You can get the max length using

tokenizer.model_max_length
1 Like

Sure will check this out some time!

@echatzikyriakidis thanks. The code was created for showcasing in a workshop so definitely it can be made more configurable etc. You can check the code if needed in a recent workshop I gave here.

I think as @valhalla mentioned we can use that attribute as an argument \ config for the function to reuse it across different models.

1 Like

This is great! @dipanjanS @valhalla

Thank you!

@dipanjanS @valhalla I think it should be sent = [sentence] instead of sent = [].

Whenever a chunk is ready the current sentence is skipped right now.

Maybe this is the fix:

        if length < 1024:
            sentences.append(sentence)
        else:
            nested.append(sentences)
            sentences = [ sentence ]
            length = len(sentence)
1 Like

@echatzikyriakidis May I ask which extractive model/approach are you using? Historically we have used the Gensim version of PageRank but looks like they are removing it from the next release. Just looking for any viable alternatives.

Thanks!

HI @spate141!

Checkout python module sumy it has many alternatives.

Has anyone tried with Longformer / Reformer models now available?
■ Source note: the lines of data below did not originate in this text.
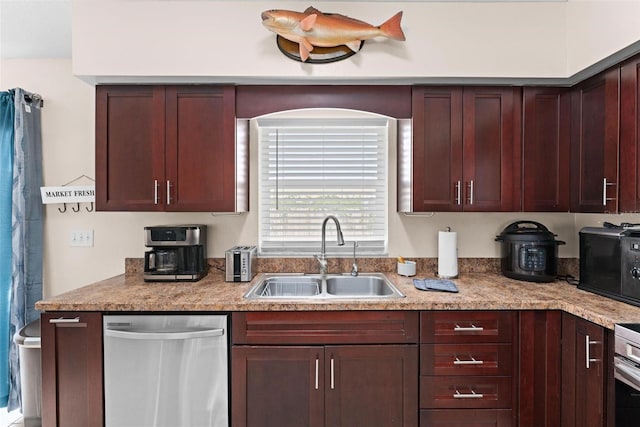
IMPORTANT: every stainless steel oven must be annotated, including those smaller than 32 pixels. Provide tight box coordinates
[614,324,640,427]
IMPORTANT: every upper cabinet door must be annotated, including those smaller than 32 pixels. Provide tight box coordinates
[96,85,240,212]
[412,87,463,212]
[96,86,165,211]
[522,87,571,212]
[571,68,620,212]
[165,86,236,212]
[619,57,640,212]
[463,87,521,212]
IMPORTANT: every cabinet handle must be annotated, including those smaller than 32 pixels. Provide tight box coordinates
[584,335,598,369]
[153,179,160,205]
[453,356,484,365]
[453,389,484,399]
[625,343,640,363]
[602,178,617,206]
[49,317,80,323]
[453,324,484,332]
[331,356,336,390]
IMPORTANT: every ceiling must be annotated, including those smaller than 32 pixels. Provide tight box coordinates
[0,0,567,59]
[0,0,71,59]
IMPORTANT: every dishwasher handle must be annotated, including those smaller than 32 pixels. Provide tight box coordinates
[104,328,224,340]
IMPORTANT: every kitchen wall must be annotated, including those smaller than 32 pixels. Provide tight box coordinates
[0,1,640,296]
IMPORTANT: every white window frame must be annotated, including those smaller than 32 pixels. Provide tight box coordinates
[251,109,390,257]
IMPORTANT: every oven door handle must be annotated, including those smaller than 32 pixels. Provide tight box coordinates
[615,361,640,389]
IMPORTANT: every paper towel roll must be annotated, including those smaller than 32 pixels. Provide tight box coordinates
[438,231,458,279]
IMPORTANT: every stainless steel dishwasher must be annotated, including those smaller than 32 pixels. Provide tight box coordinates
[103,315,229,427]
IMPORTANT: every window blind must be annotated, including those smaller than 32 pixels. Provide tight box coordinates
[258,118,389,255]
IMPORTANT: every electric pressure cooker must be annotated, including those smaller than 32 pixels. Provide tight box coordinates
[496,221,565,282]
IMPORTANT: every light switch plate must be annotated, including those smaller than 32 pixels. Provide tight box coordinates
[70,230,93,247]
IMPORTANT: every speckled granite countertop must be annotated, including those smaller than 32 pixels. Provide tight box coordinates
[36,260,640,329]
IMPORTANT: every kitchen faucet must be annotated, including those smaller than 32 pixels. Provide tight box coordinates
[316,215,344,275]
[351,240,358,277]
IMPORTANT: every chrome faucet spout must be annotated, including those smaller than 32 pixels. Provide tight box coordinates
[316,215,344,274]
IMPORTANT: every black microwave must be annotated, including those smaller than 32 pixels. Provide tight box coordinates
[578,227,640,306]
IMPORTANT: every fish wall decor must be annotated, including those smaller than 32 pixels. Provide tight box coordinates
[262,7,405,62]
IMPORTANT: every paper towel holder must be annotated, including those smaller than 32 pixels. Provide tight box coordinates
[436,227,459,279]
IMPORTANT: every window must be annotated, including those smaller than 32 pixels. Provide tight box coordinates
[257,111,395,256]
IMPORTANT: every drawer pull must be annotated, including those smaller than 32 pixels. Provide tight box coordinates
[453,389,484,399]
[453,356,484,365]
[453,324,484,332]
[49,317,80,324]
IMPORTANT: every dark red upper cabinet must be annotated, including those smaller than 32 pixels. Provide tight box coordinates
[411,87,463,212]
[410,87,521,212]
[618,57,640,212]
[571,67,620,212]
[165,86,236,212]
[522,87,571,212]
[96,86,165,211]
[96,85,241,212]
They definitely need some fine-tuning but I have high expectations these methods will be much better than chunking.

1 Like

Thanks, I’ll check it out.

Just out of curiosity, which summarizer you think would work best on plain text documents? In few of my tests I find LsaSummarizer to be most interesting one. Thoughts?

I really don’t know. Maybe you can try them all and see the results?

What test did you accomplish and found that LsaSummarizer is better?